11 sur 11. Carton plein pour l’Assemblée nationale. En ligne de mire de la première session extraordinaire de l’institution pour l’année 2022 (du 17 janvier au 10 février), figurait en effet : l’examen de 11 projets de lois émanant du président de la République. La cérémonie de clôture de ladite session, tenue ce mercredi, sous le magistère du président intérimaire, Adama Bictogo, a été jalonnée par l’adoption de 5 projets de loi. Portant ainsi à 11, conformément au désidérata du chef de l’Etat, le nombre de projets de loi entérinés par le blanc-seing de la majorité des parlementaires ivoiriens. Faisant d’une pierre deux coups, le numéro deux de l’hémicycle a traduit son satisfécit relativement à cette mission accomplie tout en réitérant des vœux de recouvrement de santé au président, Amadou Soumahoro dont il assure l’intérim.

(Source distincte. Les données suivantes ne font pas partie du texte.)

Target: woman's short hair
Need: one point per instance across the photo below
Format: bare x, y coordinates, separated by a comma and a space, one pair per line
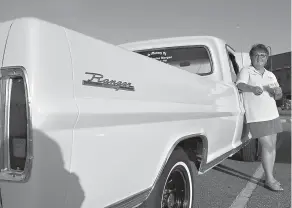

Trois projets de lois adoptés à l’unanimité. Sur la liste des 5 projets de lois sur la table, ce 10 février, les députés ivoiriens ont accordé leurs violons à l’unanimité sur 3 sujets. Le projet de loi organique déterminant les attributions, la composition, l’organisation et le fonctionnement du Conseil supérieur de la magistrature, le projet de loi organique fixant les attributions, l’organisation et le fonctionnement du médiateur de la République et le projet de loi portant statut de la Magistrature.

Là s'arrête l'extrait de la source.